With a post graduate degree in hand and a mother tongue hebrew and a good command of English, she had eased into the jobmarket with an advantage over her peers. However, the idea of becoming a full time employee really scared her. She had already got a job as a clerk in a government office. She was wondering that what she had studied in her two degrees had nothing to do with what she is going to do. Her whole perspective of the professional world was filled with pessimism. She was not expecting anything positive from her first ever job. Her sense of the future was clearly not promising and I tried to talk her out of her pessimism. I told her that I did not have any idea of what I wanted to do when I graduated too and that she will need to see the professional world for herself to really find out what she wants to do in life and to know how she can do that.
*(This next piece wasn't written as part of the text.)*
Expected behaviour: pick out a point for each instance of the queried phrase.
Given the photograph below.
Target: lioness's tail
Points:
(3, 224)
She took note of my advice and asked me why I think she feels so negative at this time while she should really appreciate the path she came and what she accomplished. I had to tell her what I think and told her that she was putting up a defense system as she is stepping out for the first time to face the world of professional work. She has her concerns and fears, and lowering her expectations bar by thinking negatively was what she was doing. After all she is a black woman, living in a mostly white country where not quite a few people doubt if she is Jewish at all. Well I had to hand it to her. As they say friends are those that tell you what you don't want to hear. To my surprise, she agreed to my explanation. "You know" she said, "I never thought that I had negative expectations for my future here in Israel, until a few months ago…" so she started telling me that she met Ethiopian Americans that came to visit Jerusalem and she had a chance to acquaint with them. They had a question for her. "Why do people stare at us in the streets?" To her surprise she had a quick response for them, she quipped "It must be because you were speaking in English and most Israeli's are surprised to hear Ethiopians speak English." Her answer surprised her more than it surprised them. She told me that she started really paying attention to all the negative thoughts she hoards in the back of her mind about her life as an Israeli of Ethiopian origin in Israel. Amazingly, she was born in Israel and does not even speak Amharic, the Ethiopian language. Yet many see her and treat her as a new immigrant in her daily life.
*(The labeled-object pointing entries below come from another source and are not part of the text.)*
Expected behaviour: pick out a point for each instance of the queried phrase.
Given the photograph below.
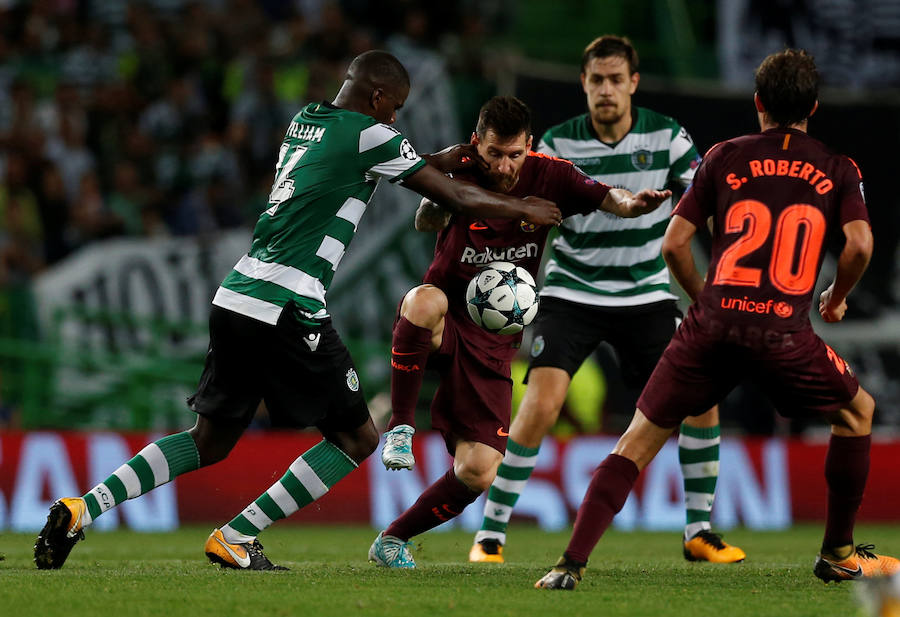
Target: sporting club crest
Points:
(352, 380)
(642, 159)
So our conversation drifted to Obama as conversations do often these days, well at least to me they do. We wondered people's perception of black people in Israel might change if he gets elected. She confessed that she was in dilemma. "As a black woman," she said, "I am for his election and as a Jew, I hear he will not be good for Israel and don't want him to win."

I have spent hours reading talk back comments from Ynet to Jerusalem Post and all that you read is the hostility most Israeli's have towards Obama. In my humble opinion, I think most Israeli's find it hard to accept that a man whose father was a Muslim will not have sympathy to the Arab world. Well the truth is most (or so I think) Israelis come from Jewish parents from both sides and are not exposed to a mix marriage out of their religion, let alone race. I, for one having come from a mix marriage have no problem taking Obama at his word. If he thinks he identifies as American and is a Christian fine with me. After all, the only thing he has taken from his father is his name. Maybe it is because of the fact that Israel is more or less a homogenous nation state or so we tend to think that the make up of Obama scares us. The US is definitely on the way of being more of a multicultural state, the rise of a multiracial and multicultural candidate maybe the strongest indication of that.

Hope is perhaps what I can share with my lady friend as to the fate of Israel's black population, would there be a time ever that a black man can rise to an occasion of this magnitude in Israel. Well not in the near future anyway, but as Dr. King dreamt a generation ago so can we that one day we shall cease to fear and start to hope even if it means on a small thing as our first job out of university. After all we came to live and be a part of Israel, not to stand aside and watch.